2020 left me with a feeling of no presents earned
I wasn’t naughty. I was indecisive and I don’t know what’s worse.
Please, don’t get me wrong. 2020 wasn’t a disaster for me like it was for many others. I did not lose my job; I live in the Baltic States, Europe, and we had no devastating first COVID wave, we barely felt it all. My WFH routine turned from “oh, poor thing, you have no colleagues” to something normal. I’ve been outside; not fly-away-see-places outside, but a solid part of summer and autumn was spent in open water, teaching people to dive.
The sad this about this all is zero change and development.
I had — and still have tons of options. I have a couple of brilliant app ideas which can be tested with little effort. I have fully designed plugins for Shopify and Trello which need just some polishing and launch. I still receive offers on my two years old AI articles on Medium — to write more, to advertise and collaborate or to participate in some projects.
This and a lot more were stopped by low-key anxiety brought in by 2020.
You know that primordial feeling that tells you to lie down, don’t move, don’t breathe, keep your metabolism low, because there is some unknown danger around? That thing.
That thing followed me for a year. I’ve seen it breaking people down at the speeds of a trainwreck, and it stopped me from changing literally anything about my life this year. It whispered all the time. It told me to procrastinate because procrastination is a very quiet and low-risk activity. It told me not to start new projects because I should contribute more to the existing ones generating the cashflow. It told me not to open a bicycle workshop with a friend because “no one will care about cycling during the pandemic” (well, we are actually in progress of setting it up, hoping to open early spring). It told me to stop investing because of an imminent market crash. It whispered many other things, and I was fool enough to listen.

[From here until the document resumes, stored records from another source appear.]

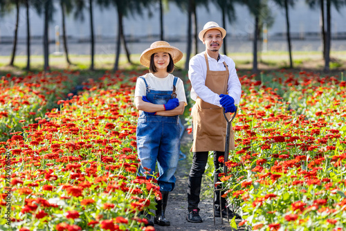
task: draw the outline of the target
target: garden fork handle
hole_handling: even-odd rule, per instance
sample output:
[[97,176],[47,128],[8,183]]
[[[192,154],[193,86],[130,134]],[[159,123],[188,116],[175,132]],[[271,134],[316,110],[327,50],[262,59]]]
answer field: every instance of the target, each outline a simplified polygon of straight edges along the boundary
[[225,174],[225,176],[227,175],[227,167],[226,166],[226,163],[228,161],[228,154],[230,152],[230,127],[232,127],[232,121],[233,121],[233,119],[235,118],[235,115],[237,115],[237,111],[238,111],[238,107],[235,106],[235,111],[233,113],[233,116],[230,118],[230,120],[228,120],[227,118],[227,116],[226,115],[226,112],[225,112],[225,109],[224,108],[223,112],[224,112],[224,117],[226,119],[226,121],[227,121],[227,128],[226,128],[226,142],[225,142],[225,156],[224,156],[224,173]]

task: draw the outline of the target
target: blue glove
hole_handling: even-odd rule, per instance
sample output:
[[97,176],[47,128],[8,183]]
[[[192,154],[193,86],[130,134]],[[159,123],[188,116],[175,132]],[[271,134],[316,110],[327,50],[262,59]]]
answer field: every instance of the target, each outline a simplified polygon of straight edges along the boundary
[[165,107],[165,111],[174,109],[178,106],[179,106],[179,100],[176,98],[170,99],[165,104],[163,104],[163,107]]
[[148,100],[148,99],[147,99],[147,96],[145,95],[142,96],[142,100],[143,100],[144,102],[151,102]]
[[220,104],[224,107],[230,106],[235,103],[235,100],[228,95],[221,94],[219,97],[221,97]]
[[230,113],[235,113],[235,104],[232,104],[230,106],[226,106],[224,107],[225,108],[225,112],[230,112]]
[[[142,96],[142,100],[147,102],[151,102],[150,101],[148,100],[148,99],[147,99],[147,96],[145,95]],[[147,112],[147,111],[145,111],[145,113],[153,115],[154,115],[156,113],[156,112]]]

The point is, it’s not how I wanted it to be.
I always wanted (and always tried) to make an impact. Help, educate, encourage, maybe even inspire (which is one of the reasons for becoming a diving instructor, but this is another story to tell).
These strange 366 days was enough time to think about who am I and what I want to be. I believe this applies not only to me but to a lot of people around the world.
Pandemics happened, and this will pass too. Do you know what is a perfect time to make a decision a make things better, one thing at a time?
Now is. Let’s make a difference in 2021.
And wear your masks.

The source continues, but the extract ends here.